Lineage commitment to a T

Sammanfattning: he hematopoietic development is a highly dynamic but tightly regulated process. The flexibility to produce blood cells through more than one route will allow the blood system to respond rapidly in stress situations such as infections. On the other hand, regulation of the blood system is required to prevent blood cells from uncontrolled proliferation that could result in leukemia or bone marrow failure due to depletion of blood cells. Hematopoietic stem cells are cells that can differentiate to all blood lineages and maintain the whole hematopoietic system throughout a lifetime.
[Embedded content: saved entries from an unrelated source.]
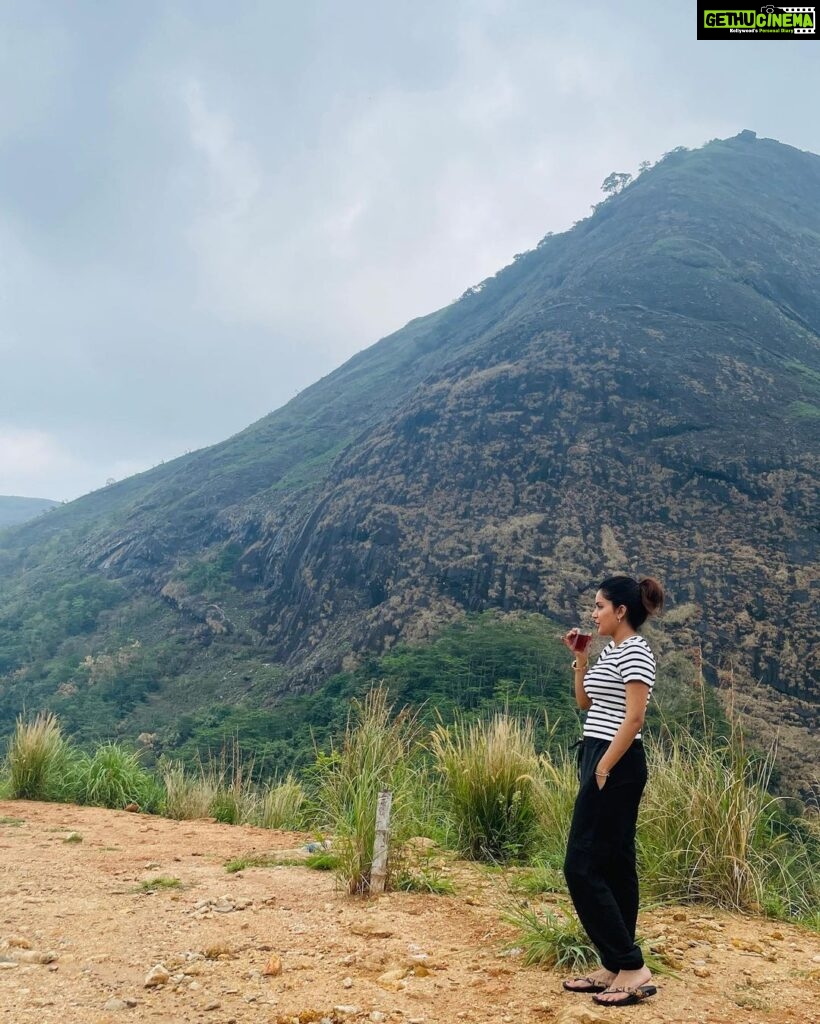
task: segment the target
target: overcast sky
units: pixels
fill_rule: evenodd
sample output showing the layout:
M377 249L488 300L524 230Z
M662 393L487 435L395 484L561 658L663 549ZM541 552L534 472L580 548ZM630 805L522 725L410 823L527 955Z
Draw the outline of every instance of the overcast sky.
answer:
M0 494L236 433L751 128L820 152L820 41L694 3L0 0Z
This differentiation process through which stem cells generate mature blood cells occurs through different lineage commitment steps. The precise mapping of the lineage commitment events in normal hematopoietic development is essential to understand its regulation and also to unravel the underlying mechanisms in various hematological diseases. The aim of my thesis has been to study and delineate early lineage commitment processes in the hematopoietic stem cell compartment and in lymphopoiesis with a particular emphasis on T cell development in adult and fetal hematopoiesis using the mouse as a model system. In the thesis I present studies that support an alternative lineage commitment model to the classical and prevailing one for hematopoietic development. In the alternative model hematopoietic stem cells generate progenitors with lymphoid/myeloid (granulocyte/monocyte) and megakaryocyte/erythrocyte/myeloid fates as a first step in their lineage commitment. As the progenitors go through the differentiation to become T cells, they do not commit to a final T cell fate until they have reached and entered their final destination, the thymus. In my studies we demonstrate that the progenitor that initially seeds the thymus during early embryonic development and replenishes the thymus postnatally is more multipotent than previously appreciated. This model has not only identified new and critical commitment steps but also provides a better candidate target cell for the origin of biphenotypic leukemia, which is characterized by lymphoid and myeloid phenotypes.